Illustration by Daniel Pudles
The telephone rang just after 8.30pm on December 19, 2006. I was at home entertaining a friend. It was a BBC Russian Service senior editor, wanting to talk to me about my programme The Life and Death of Alexander Litvinenko, which he had just heard on air, and he could not wait. The programme was biased, he said, it pointed the finger of blame at Moscow. "Just imagine," he exclaimed, "this man in the Kremlin who monitors our output. What will he say about your feature?"
I was rather surprised, but managed to give him the only answer that seemed reasonable under the circumstances: "I do not work for a man in the Kremlin," I said. "I work for the BBC. And I observed all the BBC's guidelines about balance by giving airtime to both sides, since I have Kremlin supporters in my programme as well as its critics."
"Yes", the editor responded, "but the pro-Kremlin guys sound stupid and [Vladimir] Bukovsky [a Soviet-era dissident] and the others sound intelligent." This is hardly my fault, I thought.

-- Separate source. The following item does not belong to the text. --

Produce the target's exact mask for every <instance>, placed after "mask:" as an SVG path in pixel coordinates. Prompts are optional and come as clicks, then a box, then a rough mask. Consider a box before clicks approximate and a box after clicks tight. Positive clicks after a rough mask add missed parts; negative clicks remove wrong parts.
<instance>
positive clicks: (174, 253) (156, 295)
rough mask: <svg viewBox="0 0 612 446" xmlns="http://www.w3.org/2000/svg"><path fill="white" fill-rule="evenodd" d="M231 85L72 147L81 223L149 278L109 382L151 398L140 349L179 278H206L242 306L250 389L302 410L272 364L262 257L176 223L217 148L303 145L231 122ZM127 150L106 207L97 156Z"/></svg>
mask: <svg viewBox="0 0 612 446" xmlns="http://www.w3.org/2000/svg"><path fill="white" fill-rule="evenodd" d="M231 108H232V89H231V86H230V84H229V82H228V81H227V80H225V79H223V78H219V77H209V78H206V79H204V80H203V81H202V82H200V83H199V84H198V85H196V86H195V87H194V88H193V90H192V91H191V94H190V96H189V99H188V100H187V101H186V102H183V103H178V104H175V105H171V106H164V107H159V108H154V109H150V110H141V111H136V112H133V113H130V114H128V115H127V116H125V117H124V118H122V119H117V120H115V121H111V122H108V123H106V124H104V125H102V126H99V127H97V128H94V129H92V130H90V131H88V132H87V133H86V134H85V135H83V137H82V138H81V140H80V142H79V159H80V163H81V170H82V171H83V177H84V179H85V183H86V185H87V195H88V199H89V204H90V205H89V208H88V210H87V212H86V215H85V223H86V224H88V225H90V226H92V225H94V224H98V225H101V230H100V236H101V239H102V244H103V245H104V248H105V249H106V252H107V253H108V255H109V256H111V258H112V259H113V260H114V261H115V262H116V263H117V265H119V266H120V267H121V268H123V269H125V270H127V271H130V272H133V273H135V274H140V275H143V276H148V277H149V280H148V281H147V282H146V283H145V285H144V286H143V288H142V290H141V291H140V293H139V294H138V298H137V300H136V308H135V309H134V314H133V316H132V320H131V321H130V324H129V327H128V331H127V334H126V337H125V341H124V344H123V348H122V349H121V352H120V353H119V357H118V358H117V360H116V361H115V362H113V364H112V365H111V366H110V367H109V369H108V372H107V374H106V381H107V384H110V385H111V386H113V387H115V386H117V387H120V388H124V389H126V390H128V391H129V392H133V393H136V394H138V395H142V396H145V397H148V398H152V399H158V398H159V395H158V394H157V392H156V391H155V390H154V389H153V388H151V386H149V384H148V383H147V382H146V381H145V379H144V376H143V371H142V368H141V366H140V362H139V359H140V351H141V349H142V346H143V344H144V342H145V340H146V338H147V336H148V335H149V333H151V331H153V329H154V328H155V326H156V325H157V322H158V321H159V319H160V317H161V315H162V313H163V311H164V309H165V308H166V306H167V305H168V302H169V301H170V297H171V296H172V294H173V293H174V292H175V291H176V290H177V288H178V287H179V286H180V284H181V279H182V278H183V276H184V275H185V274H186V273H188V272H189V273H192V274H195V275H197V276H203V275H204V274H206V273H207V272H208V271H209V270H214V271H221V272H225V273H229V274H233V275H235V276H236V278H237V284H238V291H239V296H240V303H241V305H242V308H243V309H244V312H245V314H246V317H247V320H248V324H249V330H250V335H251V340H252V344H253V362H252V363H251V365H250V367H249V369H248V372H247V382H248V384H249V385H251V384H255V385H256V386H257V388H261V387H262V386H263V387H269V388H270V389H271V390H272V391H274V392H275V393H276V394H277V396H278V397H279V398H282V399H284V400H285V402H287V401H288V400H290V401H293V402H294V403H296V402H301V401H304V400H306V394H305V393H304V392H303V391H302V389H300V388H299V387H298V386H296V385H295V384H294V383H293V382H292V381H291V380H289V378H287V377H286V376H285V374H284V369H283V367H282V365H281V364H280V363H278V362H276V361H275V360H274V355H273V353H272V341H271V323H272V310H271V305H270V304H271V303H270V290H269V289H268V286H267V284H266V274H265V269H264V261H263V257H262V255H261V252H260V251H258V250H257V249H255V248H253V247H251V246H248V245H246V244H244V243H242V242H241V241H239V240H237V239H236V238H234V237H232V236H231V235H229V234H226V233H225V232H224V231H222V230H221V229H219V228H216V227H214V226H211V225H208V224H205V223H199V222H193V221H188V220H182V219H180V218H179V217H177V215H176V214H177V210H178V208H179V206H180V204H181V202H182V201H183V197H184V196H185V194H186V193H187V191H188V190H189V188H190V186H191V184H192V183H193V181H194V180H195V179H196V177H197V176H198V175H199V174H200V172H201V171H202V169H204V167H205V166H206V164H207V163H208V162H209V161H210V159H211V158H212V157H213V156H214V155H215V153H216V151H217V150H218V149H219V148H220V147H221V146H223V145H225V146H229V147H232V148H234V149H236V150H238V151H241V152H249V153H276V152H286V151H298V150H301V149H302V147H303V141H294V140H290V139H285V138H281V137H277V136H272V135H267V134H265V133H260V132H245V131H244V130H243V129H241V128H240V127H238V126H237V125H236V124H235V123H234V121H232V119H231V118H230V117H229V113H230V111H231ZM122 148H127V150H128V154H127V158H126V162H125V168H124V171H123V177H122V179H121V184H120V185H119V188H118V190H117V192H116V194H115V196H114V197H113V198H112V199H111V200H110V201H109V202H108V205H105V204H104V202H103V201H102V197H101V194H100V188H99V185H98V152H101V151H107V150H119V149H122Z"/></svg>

My feature went out for the first time on December 18, three weeks after Litvinenko's death and two months after I heard him speak in public for the last time. It was at the London Frontline Club — a haunt of London's war correspondents — at an event devoted to the murder of the Russian journalist Anna Politkovskaya. In this, now famous, speech, Litvinenko rose from his seat in the audience and accused the then Russian President, now Prime Minister, Vladimir Putin, of Politkovskaya's murder. He spoke with pain and passion about Politkovskaya, who was his personal friend, and the threats she received, especially after the publication of her book Putin's Russia. The speech was not reported by the Russian Service even when, after Litvinenko's poisoning and death, the video recording of it became available on the Frontline Club's website. I tried to draw the attention of several editors to it, but letting Russian listeners know that Litvinenko was a critic of the Kremlin did not seem to interest them. Moreover, nobody seemed to pay any attention to the fact that the Russian Service was in possession of an exclusive 50-minute interview in Russian with Litvinenko, recorded in 2002, which could have shed light on his life and his views, and that our BBC colleagues broadcasting in English would have been grateful to have it in translation.
With Russian officials dismissing Litvinenko as a "nobody" and the British media consistently calling him a spy (he was neither), I thought it was my task to try to give our audience in Russia as much information about the murdered man as I could. Apart from the speech in the Frontline Club and extracts from the Russian Service's 2002 interview, I also used clips from an interview with him in a Dutch documentary available on the internet. As it turned out, it was precisely the voice of the murdered man that my bosses did not want to hear.